Some of the neighbors did not want the trees removed because they were “attractive” and added to the town’s character. These neighbors believed that removal of those trees would “tend to destroy” the ambiance.
The evidence that the tree removal and street widening would provide a distinct “special benefit” to the other seventy-three Buff Cap Road property owners was uncontroverted and, therefore, sufficient, in and of itself, to defeat the commission’s reliance on § 166-6 (D) of the Tolland subdivision regulations.
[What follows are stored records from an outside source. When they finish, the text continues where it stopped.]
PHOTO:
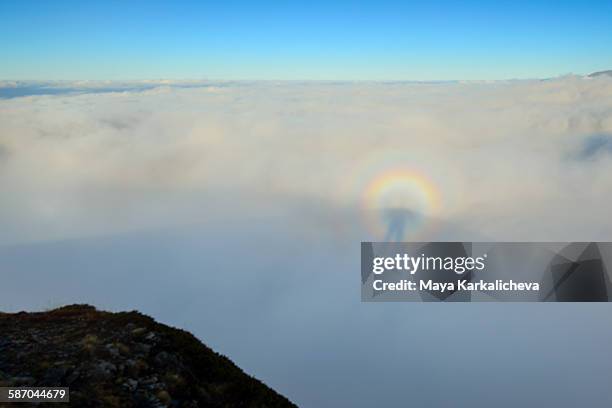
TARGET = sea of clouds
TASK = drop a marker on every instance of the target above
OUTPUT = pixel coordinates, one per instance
(512, 160)
(233, 210)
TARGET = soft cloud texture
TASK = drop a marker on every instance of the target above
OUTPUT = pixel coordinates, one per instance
(512, 160)
(233, 210)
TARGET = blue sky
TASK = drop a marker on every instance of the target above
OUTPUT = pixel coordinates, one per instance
(303, 40)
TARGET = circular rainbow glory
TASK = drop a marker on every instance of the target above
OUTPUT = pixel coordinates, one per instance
(397, 203)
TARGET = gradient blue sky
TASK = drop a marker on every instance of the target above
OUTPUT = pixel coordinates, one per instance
(303, 40)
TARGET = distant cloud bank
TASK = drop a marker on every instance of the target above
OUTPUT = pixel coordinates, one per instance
(511, 160)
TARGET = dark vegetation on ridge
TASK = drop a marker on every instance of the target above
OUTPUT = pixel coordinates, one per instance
(122, 360)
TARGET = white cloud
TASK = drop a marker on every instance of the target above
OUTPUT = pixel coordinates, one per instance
(504, 155)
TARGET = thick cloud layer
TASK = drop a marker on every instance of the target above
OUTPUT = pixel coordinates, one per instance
(234, 210)
(511, 160)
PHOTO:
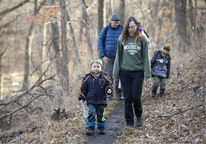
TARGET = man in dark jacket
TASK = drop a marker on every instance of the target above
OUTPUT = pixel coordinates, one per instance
(160, 64)
(107, 46)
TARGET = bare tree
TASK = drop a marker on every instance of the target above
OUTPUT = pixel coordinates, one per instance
(65, 58)
(28, 47)
(122, 11)
(89, 44)
(155, 20)
(182, 23)
(83, 21)
(56, 39)
(100, 15)
(1, 54)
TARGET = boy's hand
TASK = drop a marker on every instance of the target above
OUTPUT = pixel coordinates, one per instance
(146, 81)
(81, 101)
(109, 91)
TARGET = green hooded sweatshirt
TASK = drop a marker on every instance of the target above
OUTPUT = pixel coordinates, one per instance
(128, 57)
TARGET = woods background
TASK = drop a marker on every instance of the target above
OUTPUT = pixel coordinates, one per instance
(46, 45)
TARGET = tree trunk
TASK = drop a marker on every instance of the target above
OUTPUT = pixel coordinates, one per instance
(182, 23)
(100, 15)
(56, 40)
(28, 50)
(83, 21)
(44, 50)
(191, 15)
(1, 83)
(27, 55)
(65, 57)
(73, 39)
(155, 20)
(122, 11)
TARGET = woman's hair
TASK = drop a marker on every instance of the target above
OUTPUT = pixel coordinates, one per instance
(125, 32)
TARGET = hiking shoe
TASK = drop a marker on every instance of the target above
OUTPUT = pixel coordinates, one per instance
(120, 96)
(109, 97)
(153, 95)
(101, 130)
(138, 121)
(90, 131)
(129, 127)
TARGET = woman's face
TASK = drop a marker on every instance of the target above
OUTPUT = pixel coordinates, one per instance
(132, 28)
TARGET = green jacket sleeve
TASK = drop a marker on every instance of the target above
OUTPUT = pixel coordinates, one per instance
(118, 57)
(146, 57)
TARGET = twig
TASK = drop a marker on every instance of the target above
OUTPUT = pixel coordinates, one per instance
(13, 8)
(181, 111)
(17, 97)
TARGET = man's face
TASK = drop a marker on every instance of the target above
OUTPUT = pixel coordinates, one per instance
(115, 24)
(96, 68)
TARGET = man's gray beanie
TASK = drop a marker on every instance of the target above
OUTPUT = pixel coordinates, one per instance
(115, 17)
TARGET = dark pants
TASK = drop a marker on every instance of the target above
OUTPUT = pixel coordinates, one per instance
(132, 82)
(96, 109)
(108, 69)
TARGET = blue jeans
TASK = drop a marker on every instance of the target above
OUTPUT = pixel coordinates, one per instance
(132, 82)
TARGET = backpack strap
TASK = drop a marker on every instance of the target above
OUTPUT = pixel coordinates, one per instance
(141, 48)
(106, 30)
(107, 27)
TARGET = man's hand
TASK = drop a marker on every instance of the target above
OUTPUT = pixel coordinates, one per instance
(105, 60)
(115, 79)
(109, 91)
(81, 101)
(146, 81)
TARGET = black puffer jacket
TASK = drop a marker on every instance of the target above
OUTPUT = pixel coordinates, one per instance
(94, 89)
(160, 66)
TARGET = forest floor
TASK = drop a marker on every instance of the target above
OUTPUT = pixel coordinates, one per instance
(179, 117)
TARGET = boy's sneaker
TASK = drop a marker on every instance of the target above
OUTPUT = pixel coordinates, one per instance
(128, 127)
(120, 96)
(138, 121)
(101, 131)
(153, 95)
(90, 131)
(109, 97)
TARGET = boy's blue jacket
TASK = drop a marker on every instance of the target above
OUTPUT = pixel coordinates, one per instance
(160, 66)
(107, 45)
(93, 89)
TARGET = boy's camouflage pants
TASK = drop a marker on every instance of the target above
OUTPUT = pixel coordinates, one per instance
(159, 81)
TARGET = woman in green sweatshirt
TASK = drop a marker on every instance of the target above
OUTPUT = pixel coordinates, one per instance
(132, 66)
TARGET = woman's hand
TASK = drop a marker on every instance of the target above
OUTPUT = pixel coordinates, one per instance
(146, 81)
(105, 60)
(109, 91)
(116, 79)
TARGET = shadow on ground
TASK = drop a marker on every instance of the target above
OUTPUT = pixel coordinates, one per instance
(114, 123)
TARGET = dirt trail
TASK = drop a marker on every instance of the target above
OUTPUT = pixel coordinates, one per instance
(114, 123)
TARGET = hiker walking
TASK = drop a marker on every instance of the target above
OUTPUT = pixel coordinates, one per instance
(94, 87)
(160, 64)
(107, 45)
(133, 56)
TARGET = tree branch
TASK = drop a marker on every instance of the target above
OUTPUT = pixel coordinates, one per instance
(13, 8)
(181, 111)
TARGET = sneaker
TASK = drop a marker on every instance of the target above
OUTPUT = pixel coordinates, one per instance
(109, 97)
(90, 131)
(120, 96)
(129, 127)
(153, 95)
(138, 121)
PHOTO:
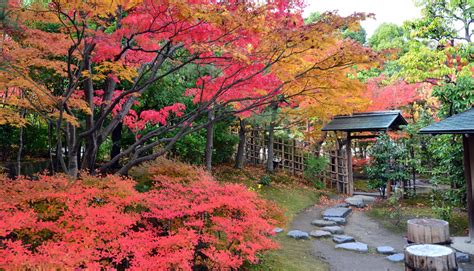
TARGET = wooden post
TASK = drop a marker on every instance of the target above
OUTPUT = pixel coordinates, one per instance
(350, 179)
(293, 156)
(468, 143)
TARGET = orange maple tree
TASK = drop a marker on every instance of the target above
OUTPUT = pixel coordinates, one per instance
(83, 65)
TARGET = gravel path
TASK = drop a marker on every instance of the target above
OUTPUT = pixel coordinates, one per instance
(363, 229)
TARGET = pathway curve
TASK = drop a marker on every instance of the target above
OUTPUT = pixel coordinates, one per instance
(363, 229)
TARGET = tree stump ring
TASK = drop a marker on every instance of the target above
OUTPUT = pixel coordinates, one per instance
(428, 231)
(428, 257)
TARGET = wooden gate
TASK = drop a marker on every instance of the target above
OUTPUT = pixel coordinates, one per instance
(337, 172)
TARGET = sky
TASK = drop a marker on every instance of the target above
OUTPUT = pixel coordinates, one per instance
(390, 11)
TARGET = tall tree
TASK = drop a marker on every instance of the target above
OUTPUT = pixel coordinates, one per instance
(85, 64)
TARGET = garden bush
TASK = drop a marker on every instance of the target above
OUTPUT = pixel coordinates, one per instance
(104, 223)
(314, 167)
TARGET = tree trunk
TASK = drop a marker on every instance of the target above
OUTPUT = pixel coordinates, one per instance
(73, 165)
(427, 257)
(319, 143)
(50, 147)
(209, 140)
(116, 140)
(413, 169)
(20, 150)
(271, 132)
(239, 158)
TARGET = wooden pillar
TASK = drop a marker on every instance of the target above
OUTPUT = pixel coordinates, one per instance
(468, 143)
(350, 179)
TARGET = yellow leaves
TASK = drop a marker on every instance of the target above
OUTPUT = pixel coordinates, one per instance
(102, 71)
(99, 8)
(67, 117)
(11, 117)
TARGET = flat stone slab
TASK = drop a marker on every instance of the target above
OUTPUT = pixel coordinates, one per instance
(338, 220)
(319, 234)
(356, 202)
(323, 223)
(333, 229)
(341, 239)
(386, 250)
(399, 257)
(277, 230)
(337, 212)
(366, 199)
(341, 205)
(297, 234)
(354, 246)
(462, 257)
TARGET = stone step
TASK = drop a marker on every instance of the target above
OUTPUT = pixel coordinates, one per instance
(354, 246)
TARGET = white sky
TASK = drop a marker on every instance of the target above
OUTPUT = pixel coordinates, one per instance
(390, 11)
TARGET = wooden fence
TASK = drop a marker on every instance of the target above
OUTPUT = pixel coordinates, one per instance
(289, 154)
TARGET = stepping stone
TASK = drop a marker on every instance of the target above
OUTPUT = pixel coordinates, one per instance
(386, 250)
(277, 230)
(338, 220)
(366, 199)
(297, 234)
(341, 205)
(333, 229)
(354, 246)
(323, 223)
(320, 233)
(341, 239)
(399, 257)
(337, 212)
(356, 202)
(462, 257)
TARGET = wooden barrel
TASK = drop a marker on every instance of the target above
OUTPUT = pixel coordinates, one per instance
(428, 231)
(428, 257)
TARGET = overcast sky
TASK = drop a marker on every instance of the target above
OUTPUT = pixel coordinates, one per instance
(392, 11)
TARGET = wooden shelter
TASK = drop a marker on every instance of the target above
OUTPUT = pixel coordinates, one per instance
(462, 124)
(351, 126)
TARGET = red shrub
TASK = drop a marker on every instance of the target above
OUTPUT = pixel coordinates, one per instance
(97, 223)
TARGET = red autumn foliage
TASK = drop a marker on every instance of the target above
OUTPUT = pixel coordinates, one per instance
(392, 96)
(104, 223)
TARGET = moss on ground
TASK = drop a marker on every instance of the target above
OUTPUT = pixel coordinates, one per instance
(291, 194)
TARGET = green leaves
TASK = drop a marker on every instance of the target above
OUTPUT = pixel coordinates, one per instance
(387, 162)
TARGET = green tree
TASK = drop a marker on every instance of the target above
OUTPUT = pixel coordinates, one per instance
(442, 18)
(387, 163)
(388, 36)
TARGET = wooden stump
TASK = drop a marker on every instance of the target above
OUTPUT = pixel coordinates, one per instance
(428, 231)
(430, 258)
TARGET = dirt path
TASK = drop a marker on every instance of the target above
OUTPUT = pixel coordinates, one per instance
(363, 229)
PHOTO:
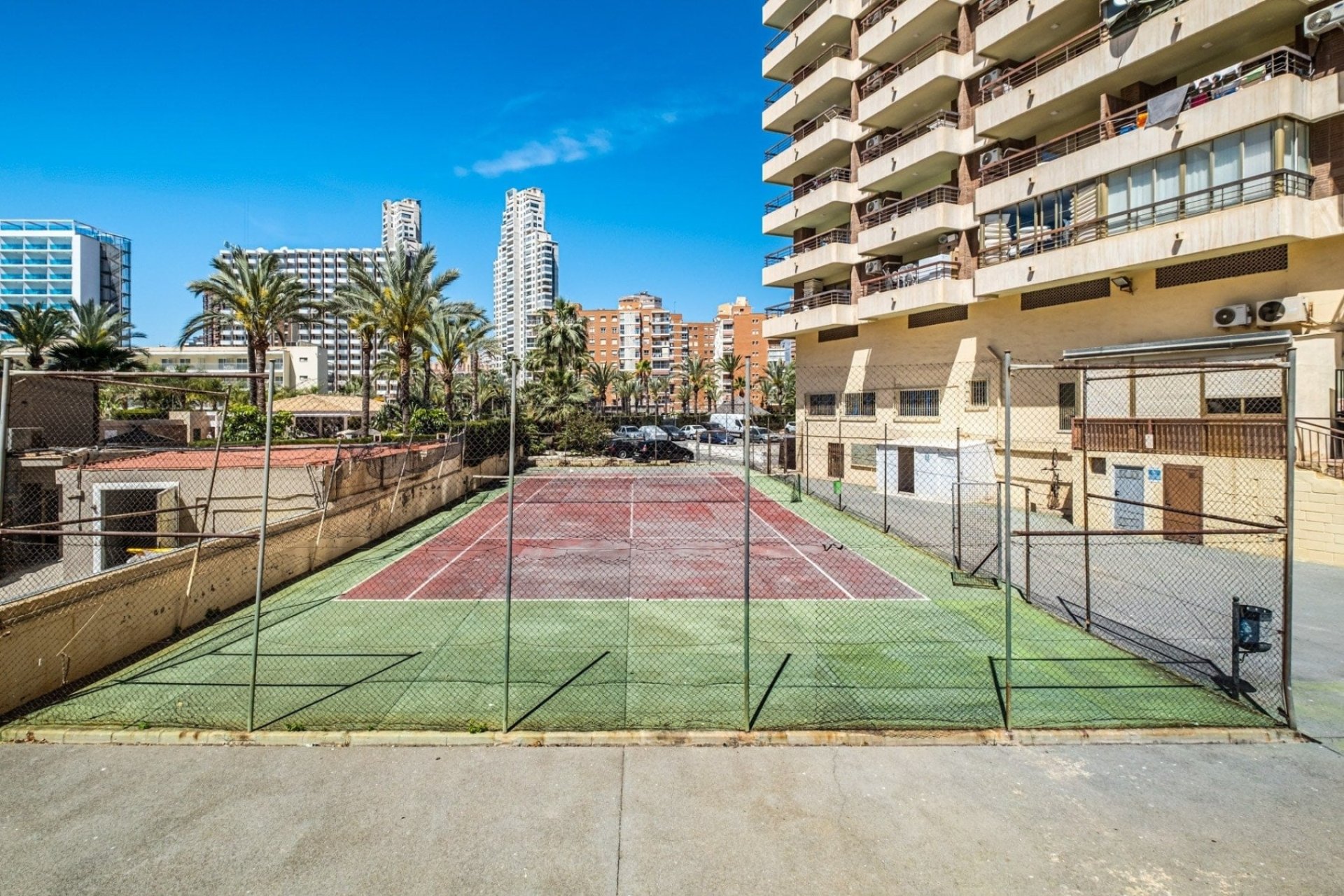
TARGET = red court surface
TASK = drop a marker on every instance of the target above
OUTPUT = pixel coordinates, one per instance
(629, 538)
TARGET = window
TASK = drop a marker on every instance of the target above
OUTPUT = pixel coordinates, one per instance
(1068, 406)
(860, 403)
(863, 456)
(822, 405)
(920, 402)
(1242, 406)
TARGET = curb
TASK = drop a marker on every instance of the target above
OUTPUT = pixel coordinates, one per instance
(986, 738)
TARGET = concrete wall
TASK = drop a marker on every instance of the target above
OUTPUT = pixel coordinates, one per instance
(73, 631)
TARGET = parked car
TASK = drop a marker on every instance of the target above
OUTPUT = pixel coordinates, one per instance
(662, 450)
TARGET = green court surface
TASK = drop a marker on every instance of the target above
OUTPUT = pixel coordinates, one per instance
(332, 664)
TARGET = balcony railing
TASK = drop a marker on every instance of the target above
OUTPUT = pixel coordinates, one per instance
(803, 131)
(1240, 192)
(841, 175)
(802, 74)
(830, 238)
(1238, 437)
(879, 146)
(793, 26)
(808, 302)
(911, 274)
(1277, 62)
(883, 76)
(904, 207)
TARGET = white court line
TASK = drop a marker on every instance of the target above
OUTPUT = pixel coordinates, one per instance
(444, 568)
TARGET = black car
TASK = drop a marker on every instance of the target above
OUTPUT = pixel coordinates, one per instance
(662, 450)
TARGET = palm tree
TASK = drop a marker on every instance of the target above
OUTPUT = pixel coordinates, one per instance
(695, 371)
(600, 378)
(255, 296)
(99, 340)
(35, 330)
(405, 296)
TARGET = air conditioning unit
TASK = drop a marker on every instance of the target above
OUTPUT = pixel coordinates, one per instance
(1281, 311)
(1233, 316)
(1323, 20)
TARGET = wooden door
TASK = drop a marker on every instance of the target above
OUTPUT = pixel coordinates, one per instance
(1183, 495)
(835, 460)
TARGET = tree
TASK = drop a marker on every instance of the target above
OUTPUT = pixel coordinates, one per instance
(254, 296)
(600, 378)
(99, 339)
(35, 330)
(405, 295)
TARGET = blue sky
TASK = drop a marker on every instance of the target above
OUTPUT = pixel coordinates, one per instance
(268, 124)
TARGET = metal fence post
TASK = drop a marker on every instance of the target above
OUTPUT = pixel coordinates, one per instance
(1007, 377)
(261, 546)
(508, 550)
(1289, 388)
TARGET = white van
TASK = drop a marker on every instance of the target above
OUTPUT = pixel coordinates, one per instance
(734, 424)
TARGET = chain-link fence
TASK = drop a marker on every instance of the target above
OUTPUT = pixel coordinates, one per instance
(925, 547)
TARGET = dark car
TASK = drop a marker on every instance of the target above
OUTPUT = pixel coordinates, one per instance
(662, 450)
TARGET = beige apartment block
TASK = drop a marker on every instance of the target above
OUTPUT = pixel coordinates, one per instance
(964, 178)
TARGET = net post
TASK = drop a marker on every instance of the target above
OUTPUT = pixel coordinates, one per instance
(508, 550)
(1007, 538)
(746, 562)
(261, 545)
(1289, 391)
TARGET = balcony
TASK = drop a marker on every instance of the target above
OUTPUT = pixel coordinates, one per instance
(927, 78)
(819, 85)
(1238, 437)
(816, 146)
(823, 200)
(894, 29)
(820, 23)
(933, 282)
(910, 223)
(1069, 78)
(809, 315)
(1262, 89)
(1174, 230)
(819, 257)
(891, 163)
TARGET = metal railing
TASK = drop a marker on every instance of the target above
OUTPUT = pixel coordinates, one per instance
(1240, 437)
(1277, 62)
(841, 175)
(883, 76)
(811, 127)
(879, 146)
(838, 51)
(1203, 202)
(904, 207)
(828, 238)
(911, 274)
(808, 302)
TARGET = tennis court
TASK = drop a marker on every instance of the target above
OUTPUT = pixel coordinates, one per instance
(628, 612)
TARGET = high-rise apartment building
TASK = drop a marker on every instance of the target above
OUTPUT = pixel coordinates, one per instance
(402, 225)
(1053, 175)
(526, 270)
(59, 262)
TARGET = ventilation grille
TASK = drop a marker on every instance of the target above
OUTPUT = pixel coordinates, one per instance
(838, 332)
(940, 316)
(1253, 262)
(1084, 292)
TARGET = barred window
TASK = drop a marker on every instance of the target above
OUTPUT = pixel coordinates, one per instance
(860, 403)
(920, 402)
(822, 405)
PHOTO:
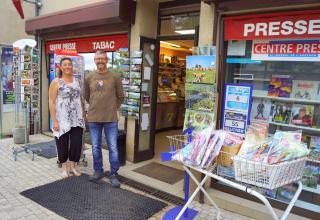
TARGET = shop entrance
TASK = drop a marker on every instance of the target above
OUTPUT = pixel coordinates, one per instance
(170, 91)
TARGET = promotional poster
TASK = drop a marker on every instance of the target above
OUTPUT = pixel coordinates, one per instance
(7, 75)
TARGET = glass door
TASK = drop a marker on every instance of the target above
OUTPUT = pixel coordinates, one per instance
(145, 129)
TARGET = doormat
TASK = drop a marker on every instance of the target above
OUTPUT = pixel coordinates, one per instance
(161, 172)
(45, 149)
(77, 198)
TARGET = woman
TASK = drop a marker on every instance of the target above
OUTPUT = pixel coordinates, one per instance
(67, 117)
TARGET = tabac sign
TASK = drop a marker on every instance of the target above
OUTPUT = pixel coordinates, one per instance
(288, 25)
(87, 45)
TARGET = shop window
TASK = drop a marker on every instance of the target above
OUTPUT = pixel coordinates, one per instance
(184, 24)
(286, 94)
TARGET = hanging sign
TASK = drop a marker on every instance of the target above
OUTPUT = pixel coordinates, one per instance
(303, 50)
(286, 25)
(236, 108)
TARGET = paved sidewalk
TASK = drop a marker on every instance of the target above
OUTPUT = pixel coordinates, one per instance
(23, 174)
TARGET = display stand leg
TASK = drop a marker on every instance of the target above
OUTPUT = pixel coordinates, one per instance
(187, 214)
(200, 187)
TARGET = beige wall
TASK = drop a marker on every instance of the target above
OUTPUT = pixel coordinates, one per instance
(12, 29)
(145, 25)
(58, 5)
(206, 24)
(12, 26)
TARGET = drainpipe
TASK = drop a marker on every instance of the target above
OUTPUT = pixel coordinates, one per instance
(38, 5)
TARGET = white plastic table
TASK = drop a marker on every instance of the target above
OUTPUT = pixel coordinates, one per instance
(236, 185)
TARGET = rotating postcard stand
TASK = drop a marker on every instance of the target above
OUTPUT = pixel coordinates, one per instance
(22, 99)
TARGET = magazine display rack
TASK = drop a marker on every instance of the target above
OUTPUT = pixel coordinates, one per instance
(250, 177)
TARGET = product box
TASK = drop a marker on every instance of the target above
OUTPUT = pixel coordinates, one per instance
(280, 86)
(199, 97)
(281, 112)
(260, 109)
(304, 89)
(302, 115)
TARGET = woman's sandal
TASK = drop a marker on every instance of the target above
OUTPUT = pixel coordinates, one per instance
(65, 174)
(75, 172)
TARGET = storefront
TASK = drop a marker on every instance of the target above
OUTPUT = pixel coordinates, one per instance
(85, 29)
(284, 43)
(278, 54)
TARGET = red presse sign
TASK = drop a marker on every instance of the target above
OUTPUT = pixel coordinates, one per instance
(87, 45)
(287, 50)
(289, 25)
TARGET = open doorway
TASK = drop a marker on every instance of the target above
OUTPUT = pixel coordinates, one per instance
(171, 91)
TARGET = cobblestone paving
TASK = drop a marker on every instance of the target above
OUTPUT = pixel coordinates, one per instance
(23, 174)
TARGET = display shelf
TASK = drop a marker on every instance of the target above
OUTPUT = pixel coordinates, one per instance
(282, 99)
(313, 161)
(307, 206)
(295, 126)
(313, 190)
(252, 79)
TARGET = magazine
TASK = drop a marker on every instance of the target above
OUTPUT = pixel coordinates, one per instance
(302, 115)
(200, 97)
(281, 112)
(304, 89)
(316, 117)
(201, 69)
(315, 147)
(280, 86)
(198, 120)
(260, 109)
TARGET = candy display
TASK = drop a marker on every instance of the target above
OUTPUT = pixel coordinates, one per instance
(203, 149)
(284, 146)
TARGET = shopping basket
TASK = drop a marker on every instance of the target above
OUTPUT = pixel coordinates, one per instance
(268, 176)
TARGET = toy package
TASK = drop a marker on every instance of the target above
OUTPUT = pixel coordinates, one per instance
(214, 148)
(283, 147)
(203, 149)
(257, 135)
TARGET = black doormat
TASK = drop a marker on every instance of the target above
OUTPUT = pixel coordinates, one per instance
(45, 149)
(76, 198)
(161, 172)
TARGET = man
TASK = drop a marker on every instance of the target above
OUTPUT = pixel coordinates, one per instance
(104, 93)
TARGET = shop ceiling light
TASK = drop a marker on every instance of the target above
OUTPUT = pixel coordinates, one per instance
(191, 31)
(170, 44)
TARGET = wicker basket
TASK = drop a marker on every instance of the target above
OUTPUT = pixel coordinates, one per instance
(268, 176)
(227, 153)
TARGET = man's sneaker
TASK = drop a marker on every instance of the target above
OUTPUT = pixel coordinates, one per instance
(114, 181)
(96, 177)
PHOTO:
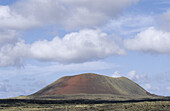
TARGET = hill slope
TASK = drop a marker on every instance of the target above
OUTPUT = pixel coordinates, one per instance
(93, 84)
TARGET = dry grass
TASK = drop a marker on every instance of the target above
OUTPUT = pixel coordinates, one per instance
(140, 106)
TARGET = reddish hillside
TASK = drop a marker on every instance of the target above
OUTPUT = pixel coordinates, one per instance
(92, 84)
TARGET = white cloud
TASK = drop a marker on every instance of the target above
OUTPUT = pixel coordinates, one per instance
(129, 25)
(116, 74)
(68, 13)
(150, 40)
(13, 54)
(81, 46)
(9, 19)
(76, 47)
(164, 20)
(8, 37)
(147, 86)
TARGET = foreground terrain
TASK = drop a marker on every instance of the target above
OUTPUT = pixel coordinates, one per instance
(154, 104)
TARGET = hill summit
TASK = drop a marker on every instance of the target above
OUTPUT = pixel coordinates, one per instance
(90, 83)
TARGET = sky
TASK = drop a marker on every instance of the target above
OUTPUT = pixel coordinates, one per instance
(43, 40)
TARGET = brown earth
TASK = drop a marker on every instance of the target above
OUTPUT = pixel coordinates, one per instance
(93, 84)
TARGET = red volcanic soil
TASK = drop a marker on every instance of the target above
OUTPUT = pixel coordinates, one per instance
(92, 84)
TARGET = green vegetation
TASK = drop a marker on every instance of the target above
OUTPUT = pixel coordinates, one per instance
(139, 106)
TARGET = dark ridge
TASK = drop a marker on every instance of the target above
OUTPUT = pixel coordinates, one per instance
(90, 83)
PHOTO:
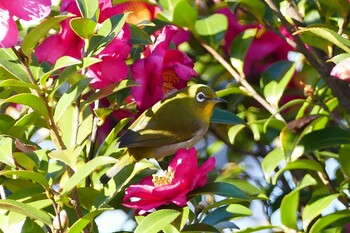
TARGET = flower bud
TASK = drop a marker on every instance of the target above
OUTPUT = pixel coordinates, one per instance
(60, 221)
(342, 70)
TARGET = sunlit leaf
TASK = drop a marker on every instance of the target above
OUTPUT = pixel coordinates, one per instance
(39, 32)
(212, 28)
(34, 176)
(311, 211)
(27, 210)
(156, 221)
(85, 171)
(6, 151)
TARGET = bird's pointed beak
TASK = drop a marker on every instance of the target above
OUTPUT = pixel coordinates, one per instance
(219, 100)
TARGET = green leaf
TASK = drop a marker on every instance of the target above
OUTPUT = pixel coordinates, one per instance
(17, 83)
(37, 33)
(328, 35)
(26, 210)
(10, 62)
(62, 62)
(156, 221)
(88, 8)
(68, 156)
(110, 89)
(311, 211)
(239, 48)
(69, 97)
(30, 100)
(221, 116)
(329, 220)
(275, 80)
(85, 171)
(79, 225)
(271, 161)
(290, 203)
(199, 228)
(34, 176)
(299, 164)
(222, 189)
(233, 131)
(6, 151)
(139, 36)
(212, 28)
(325, 138)
(218, 215)
(83, 27)
(184, 15)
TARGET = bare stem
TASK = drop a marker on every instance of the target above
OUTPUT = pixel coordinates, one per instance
(243, 82)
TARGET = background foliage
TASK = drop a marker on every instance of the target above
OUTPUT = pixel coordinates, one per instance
(286, 156)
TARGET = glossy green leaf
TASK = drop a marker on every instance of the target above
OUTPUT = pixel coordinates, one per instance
(107, 142)
(139, 36)
(221, 116)
(68, 156)
(30, 100)
(69, 97)
(255, 7)
(82, 222)
(299, 164)
(239, 48)
(62, 62)
(290, 203)
(212, 28)
(271, 161)
(17, 83)
(156, 221)
(184, 15)
(233, 131)
(199, 228)
(26, 210)
(85, 171)
(88, 8)
(6, 151)
(325, 138)
(83, 27)
(9, 61)
(106, 91)
(39, 32)
(311, 211)
(329, 220)
(218, 215)
(328, 35)
(34, 176)
(275, 80)
(222, 189)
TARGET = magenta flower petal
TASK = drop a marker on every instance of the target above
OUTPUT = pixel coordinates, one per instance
(8, 29)
(186, 177)
(28, 9)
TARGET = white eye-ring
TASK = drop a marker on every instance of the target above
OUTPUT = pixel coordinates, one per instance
(200, 97)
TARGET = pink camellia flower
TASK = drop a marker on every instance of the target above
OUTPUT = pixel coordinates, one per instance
(23, 9)
(112, 67)
(172, 186)
(264, 50)
(162, 70)
(342, 70)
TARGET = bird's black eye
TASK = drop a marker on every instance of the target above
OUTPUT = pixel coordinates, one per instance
(200, 97)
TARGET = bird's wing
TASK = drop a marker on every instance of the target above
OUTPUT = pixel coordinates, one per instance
(159, 137)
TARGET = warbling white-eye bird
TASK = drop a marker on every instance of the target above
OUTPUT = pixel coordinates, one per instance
(177, 121)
Interestingly, the only discussion of any traffic problem relates to one of the commission’s creation. If the commission orders that the road be widened, this, in turn, would require removal of hazardous trees. This tree removal will then have a deleterious effect on traffic safety. As one witness commented: “Well, I guess if the road is widened, then you have to watch out that speeds don’t increase also. So, I think there’s another Catch-22, if you’re looking at that one.”